Clearance Certificates - Bulk Sales or Final Clearance / Dept. of Revenue (Rev) & Dept. of Labor & Industry (L&I)
The basic premise of clearance certificates is to give the State the ability to collect taxes due to it by an entity before that entity either dissolves or withdraws, merges into a non-qualified company (See Title 15, Sec. 139) or, in the case of Bulk Sales, is about to divest itself of 51% or more of its assets. See other Practice Tips for Dissolving a Corporation or LLC, Bulk Sales Transfers or Withdrawing a Foreign entity.
The clearance process is a long one for Rev but a short one for L&I. The reason for that is because Rev has more taxes to clear. L&I must only clear the Unemployment Compensation Tax where as Rev must clear three different Corporate Taxes, Sales & Use Tax, Withholding Tax, etc...
The process is begun by submitting a "Clearance Application" (our charge for delivering the application to both offices is just $35.00). The app is usually completed by the company CFO or accountant or lawyer. One practice tip with regard to the completion of the application: Line #3 should be a representative that will know what to do with the Clearance Certificate when the various departments mail them to that individual.
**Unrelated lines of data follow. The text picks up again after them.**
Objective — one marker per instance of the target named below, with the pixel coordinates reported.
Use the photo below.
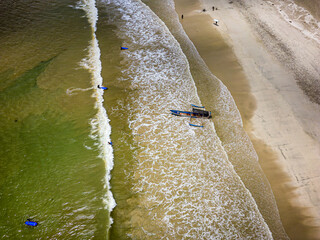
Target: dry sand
(273, 75)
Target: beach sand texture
(271, 66)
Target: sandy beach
(272, 70)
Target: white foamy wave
(185, 186)
(100, 127)
(73, 91)
(300, 18)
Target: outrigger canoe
(196, 113)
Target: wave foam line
(100, 127)
(72, 91)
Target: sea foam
(184, 185)
(100, 126)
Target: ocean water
(161, 179)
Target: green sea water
(49, 167)
(168, 180)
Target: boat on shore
(195, 113)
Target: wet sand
(274, 109)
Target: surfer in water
(103, 88)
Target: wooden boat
(196, 113)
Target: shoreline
(217, 47)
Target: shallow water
(168, 180)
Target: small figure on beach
(103, 88)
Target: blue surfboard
(31, 223)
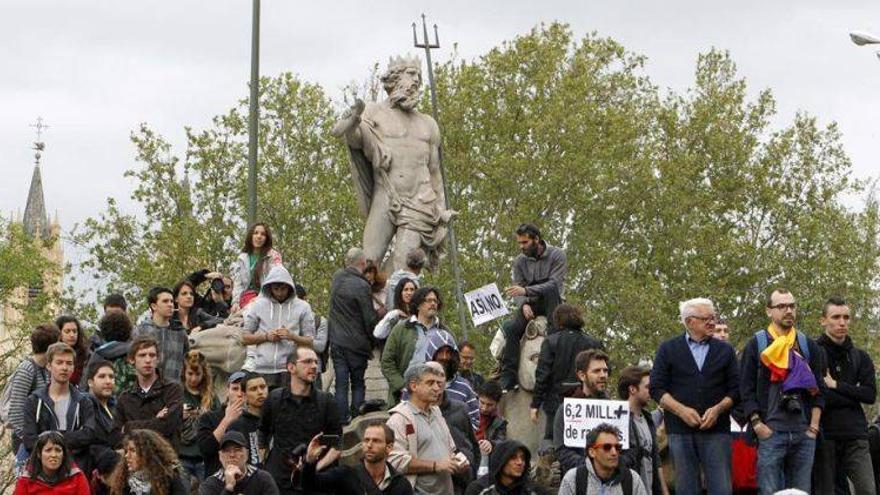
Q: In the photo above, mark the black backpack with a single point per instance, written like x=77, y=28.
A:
x=582, y=480
x=874, y=448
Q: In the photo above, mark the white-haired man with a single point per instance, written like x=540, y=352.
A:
x=696, y=379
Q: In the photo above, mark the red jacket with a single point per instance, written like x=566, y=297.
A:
x=74, y=484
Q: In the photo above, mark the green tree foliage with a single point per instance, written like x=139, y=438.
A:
x=198, y=220
x=656, y=196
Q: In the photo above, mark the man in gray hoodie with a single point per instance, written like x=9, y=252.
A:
x=172, y=338
x=274, y=324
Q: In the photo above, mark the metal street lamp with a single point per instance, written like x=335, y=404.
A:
x=254, y=114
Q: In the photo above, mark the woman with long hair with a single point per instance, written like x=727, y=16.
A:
x=186, y=314
x=51, y=470
x=198, y=398
x=402, y=297
x=149, y=467
x=255, y=260
x=378, y=288
x=72, y=335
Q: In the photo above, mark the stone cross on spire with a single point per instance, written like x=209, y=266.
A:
x=36, y=222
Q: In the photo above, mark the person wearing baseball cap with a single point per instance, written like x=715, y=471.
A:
x=237, y=476
x=238, y=414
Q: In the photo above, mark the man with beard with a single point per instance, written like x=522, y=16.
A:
x=108, y=436
x=592, y=372
x=843, y=449
x=509, y=467
x=293, y=415
x=538, y=287
x=786, y=422
x=247, y=392
x=424, y=449
x=442, y=349
x=395, y=152
x=694, y=379
x=373, y=475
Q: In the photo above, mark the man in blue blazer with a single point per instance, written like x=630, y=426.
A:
x=696, y=380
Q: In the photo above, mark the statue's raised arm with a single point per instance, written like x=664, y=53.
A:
x=395, y=165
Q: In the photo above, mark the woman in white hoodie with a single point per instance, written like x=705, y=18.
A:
x=275, y=323
x=256, y=259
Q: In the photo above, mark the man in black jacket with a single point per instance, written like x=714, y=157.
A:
x=108, y=436
x=643, y=454
x=246, y=394
x=372, y=476
x=509, y=467
x=850, y=379
x=151, y=403
x=350, y=323
x=592, y=372
x=556, y=374
x=294, y=414
x=237, y=476
x=785, y=423
x=60, y=406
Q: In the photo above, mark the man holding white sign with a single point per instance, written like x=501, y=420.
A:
x=592, y=372
x=695, y=379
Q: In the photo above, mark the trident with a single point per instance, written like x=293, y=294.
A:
x=453, y=245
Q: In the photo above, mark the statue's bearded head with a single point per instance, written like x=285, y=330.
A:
x=402, y=81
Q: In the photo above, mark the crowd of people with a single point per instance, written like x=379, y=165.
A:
x=133, y=408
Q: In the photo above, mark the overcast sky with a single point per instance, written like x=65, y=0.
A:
x=95, y=69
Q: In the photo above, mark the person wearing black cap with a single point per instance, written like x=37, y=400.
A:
x=237, y=476
x=246, y=394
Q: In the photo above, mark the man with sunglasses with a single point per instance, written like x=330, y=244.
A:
x=602, y=472
x=785, y=421
x=695, y=379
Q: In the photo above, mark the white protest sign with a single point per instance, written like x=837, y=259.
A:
x=579, y=416
x=485, y=304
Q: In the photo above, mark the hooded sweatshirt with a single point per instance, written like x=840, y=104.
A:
x=173, y=346
x=40, y=416
x=489, y=484
x=117, y=353
x=266, y=313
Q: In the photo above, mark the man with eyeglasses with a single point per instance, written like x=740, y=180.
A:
x=293, y=415
x=602, y=472
x=695, y=380
x=783, y=395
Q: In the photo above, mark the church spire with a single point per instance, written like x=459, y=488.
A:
x=36, y=221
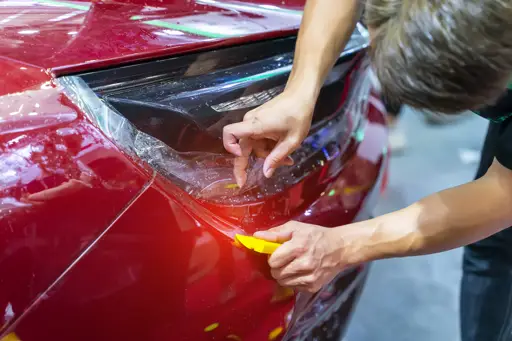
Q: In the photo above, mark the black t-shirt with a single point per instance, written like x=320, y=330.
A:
x=498, y=142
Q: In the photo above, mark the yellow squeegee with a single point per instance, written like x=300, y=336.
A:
x=256, y=244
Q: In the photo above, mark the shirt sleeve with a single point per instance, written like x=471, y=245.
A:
x=504, y=145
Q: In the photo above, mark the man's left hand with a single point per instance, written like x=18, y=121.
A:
x=310, y=257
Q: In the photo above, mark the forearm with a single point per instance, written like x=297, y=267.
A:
x=439, y=222
x=326, y=28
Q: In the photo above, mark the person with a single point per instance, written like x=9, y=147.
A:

A lot of our clients put our company name and address there so that we receive the certificates and notify them immediately upon receipt. Another benefit of doing this is if there is a problem with clearing a certain tax, the department involved will contact us, and we will then contact you so that you can resolve the problem with your client. If you put the client's name on Line 3, they very often do not respond properly to Revenue and that causes an even greater delay in obtaining the clearance certificates.
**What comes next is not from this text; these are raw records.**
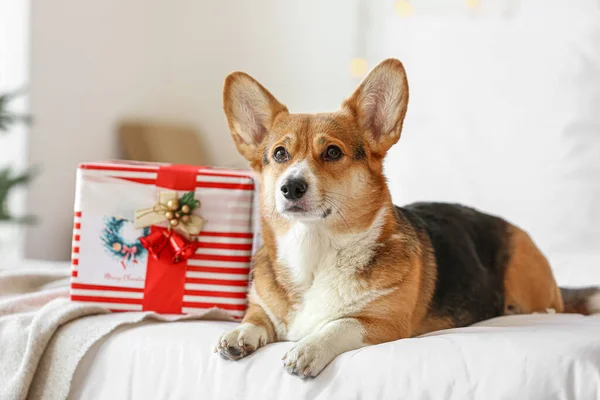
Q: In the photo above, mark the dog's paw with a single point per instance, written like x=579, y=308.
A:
x=308, y=358
x=241, y=341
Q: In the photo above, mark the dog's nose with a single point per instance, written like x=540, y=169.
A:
x=294, y=188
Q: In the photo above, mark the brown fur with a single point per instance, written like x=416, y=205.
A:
x=528, y=281
x=401, y=274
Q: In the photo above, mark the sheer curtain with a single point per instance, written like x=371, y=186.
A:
x=14, y=54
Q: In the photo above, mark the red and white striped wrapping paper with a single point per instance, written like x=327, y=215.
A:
x=216, y=276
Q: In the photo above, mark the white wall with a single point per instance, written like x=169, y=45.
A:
x=95, y=62
x=14, y=45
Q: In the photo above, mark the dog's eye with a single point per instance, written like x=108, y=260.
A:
x=280, y=154
x=332, y=153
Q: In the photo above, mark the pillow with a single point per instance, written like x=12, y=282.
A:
x=504, y=115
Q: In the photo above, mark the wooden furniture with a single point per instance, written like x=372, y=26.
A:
x=160, y=142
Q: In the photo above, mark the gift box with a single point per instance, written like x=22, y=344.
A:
x=173, y=239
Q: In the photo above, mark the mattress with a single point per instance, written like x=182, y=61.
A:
x=538, y=356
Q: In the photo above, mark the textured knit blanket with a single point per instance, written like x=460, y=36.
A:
x=43, y=335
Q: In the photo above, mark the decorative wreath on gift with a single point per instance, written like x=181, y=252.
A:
x=117, y=246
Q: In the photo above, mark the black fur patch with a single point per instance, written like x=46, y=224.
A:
x=471, y=252
x=359, y=153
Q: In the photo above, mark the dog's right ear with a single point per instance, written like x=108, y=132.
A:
x=250, y=111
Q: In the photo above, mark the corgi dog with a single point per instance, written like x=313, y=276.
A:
x=341, y=267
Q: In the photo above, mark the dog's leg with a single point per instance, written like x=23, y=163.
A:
x=256, y=330
x=314, y=352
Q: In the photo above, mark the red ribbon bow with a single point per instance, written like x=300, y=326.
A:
x=181, y=248
x=128, y=255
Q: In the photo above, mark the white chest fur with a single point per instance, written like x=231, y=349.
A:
x=323, y=267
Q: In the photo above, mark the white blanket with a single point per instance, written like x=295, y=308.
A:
x=541, y=356
x=43, y=336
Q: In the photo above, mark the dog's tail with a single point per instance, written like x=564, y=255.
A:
x=584, y=301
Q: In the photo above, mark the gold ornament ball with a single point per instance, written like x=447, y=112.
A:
x=173, y=204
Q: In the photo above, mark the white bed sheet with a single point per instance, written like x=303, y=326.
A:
x=540, y=356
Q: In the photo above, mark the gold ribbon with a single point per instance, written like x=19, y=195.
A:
x=154, y=215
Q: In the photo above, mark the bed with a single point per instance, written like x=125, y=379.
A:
x=538, y=356
x=503, y=116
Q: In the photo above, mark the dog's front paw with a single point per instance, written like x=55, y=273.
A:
x=308, y=358
x=241, y=341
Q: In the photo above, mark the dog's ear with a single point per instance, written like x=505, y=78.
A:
x=379, y=105
x=250, y=111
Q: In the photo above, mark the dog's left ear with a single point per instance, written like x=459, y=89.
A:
x=379, y=105
x=250, y=111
With regard to BULK SALES clearances, remember that a 10 day notice must be submitted to the Departments prior to closing the transaction. Some Revenue supervisors take the position that the best practice regarding the 10 day notice is to file the clearance application as the notice. Obviously, a letter with details regarding the closing should probably accompany the application. The good thing about having us deliver the applications is that we will obtain a "received" stamped copy and return that to you for your file. We are currently in the process of attempting to determine the purpose and legal effect of the 10 day notice. The conundrum, of course, is that the buyer in a transaction wants the certificates but they will probably take months to obtain, so what to do at closing is often the big question.
See the LINKS page on Esquire Assist's website to be directed to Rev's web site dealing with Bulk Sales and Clearance Certificates.
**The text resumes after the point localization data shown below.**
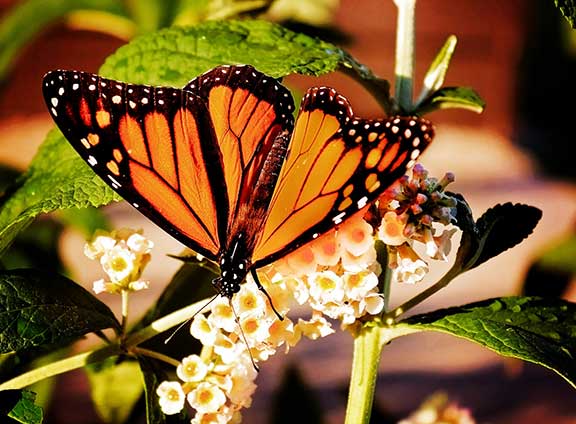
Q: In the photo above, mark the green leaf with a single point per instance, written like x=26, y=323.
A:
x=37, y=246
x=561, y=255
x=17, y=406
x=190, y=284
x=568, y=9
x=500, y=228
x=174, y=56
x=169, y=57
x=452, y=98
x=39, y=308
x=86, y=220
x=436, y=74
x=46, y=187
x=116, y=387
x=154, y=375
x=24, y=21
x=538, y=330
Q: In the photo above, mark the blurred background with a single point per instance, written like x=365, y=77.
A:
x=520, y=56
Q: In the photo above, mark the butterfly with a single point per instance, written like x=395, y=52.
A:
x=222, y=166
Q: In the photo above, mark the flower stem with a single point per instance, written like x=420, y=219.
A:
x=404, y=64
x=156, y=355
x=165, y=323
x=367, y=347
x=391, y=316
x=60, y=367
x=125, y=305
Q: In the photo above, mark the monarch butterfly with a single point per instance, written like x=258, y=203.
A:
x=221, y=165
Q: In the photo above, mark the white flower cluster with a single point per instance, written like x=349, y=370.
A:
x=336, y=275
x=416, y=210
x=123, y=255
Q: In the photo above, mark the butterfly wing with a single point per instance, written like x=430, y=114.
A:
x=251, y=113
x=155, y=146
x=336, y=165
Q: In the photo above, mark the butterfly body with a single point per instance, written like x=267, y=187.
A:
x=221, y=165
Why you should not let your Registered Office Provider contract lapse.
Allowing a contract with a Registered Office Provider to lapse results in non-compliance with PA law (see below) when the Agent files a withdraw. That non-compliance could have serious consequences. It could, and probably should, deny you access to PA courts if you should want to file suit here. On the other end, it could also result in potential "piercing the veil" consequences. What is "piecing the veil"? That is when a court disregards the veil of protection which a corporation or LLC provides to the principals, and the court, under certain circumstances, can find the individual personally liable. In short, it isn't a good idea to let your Registered Office Provider go unpaid. Click Here...to learn more about the CROP services offed by AAAgent Services, LLC.
Remember that in Pennsylvania we utilize "Registered Offices" rather than "Registered Agents." The sections that deal with Registered Offices and Registered Office Providers are Sections 1103, 1507, 108, 109. Failure to maintain a Registered Office puts a company in violation of Section 1507 which requires a company to "continuously maintain" a Registered Office.